Marat Safin

Personal information
- Full name: Marat Anvaryevich Safin
- Date of birth: 7 June 1985 (age 40)
- Place of birth: Dimitrovgrad, Russia
- Height: 1.79 m (5 ft 10 in)
- Position: Midfielder

Youth career
- FC Lada Dimitrovgrad

Senior career*
- Years: Team / Apps / (Gls)
- 2004–2005: FC Lada-SOK Dimitrovgrad / 31 / (1)
- 2007–2015: FC Volga Ulyanovsk / 203 / (51)
- 2015–2016: FC Zenit-Izhevsk / 27 / (13)
- 2016–2017: FC Sochi / 29 / (16)
- 2017: FC Armavir / 19 / (2)
- 2018–2019: FC Volga Ulyanovsk / 41 / (4)

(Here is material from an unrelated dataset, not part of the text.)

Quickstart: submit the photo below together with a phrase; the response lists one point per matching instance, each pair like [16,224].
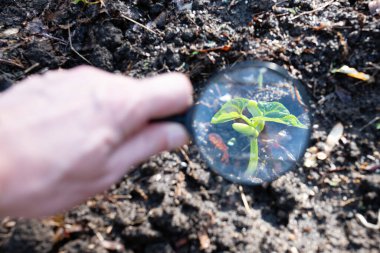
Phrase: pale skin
[70,134]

= Marat Safin (footballer, born 1985) =

Russian footballer

Marat Anvaryevich Safin (Марат Анварьевич Сафин; born 7 June 1985) is a Russian former professional football player. He is an ethnic Tatar.

==Club career==
He made his Russian Football National League debut for FC Volga Ulyanovsk on 9 April 2008 in a game against FC Mashuk-KMV Pyatigorsk.

==Honours==
- Russian Professional Football League Zone Ural-Povolzhye Best Player: 2015–16.
- Russian Professional Football League Zone South Best Player: 2016–17.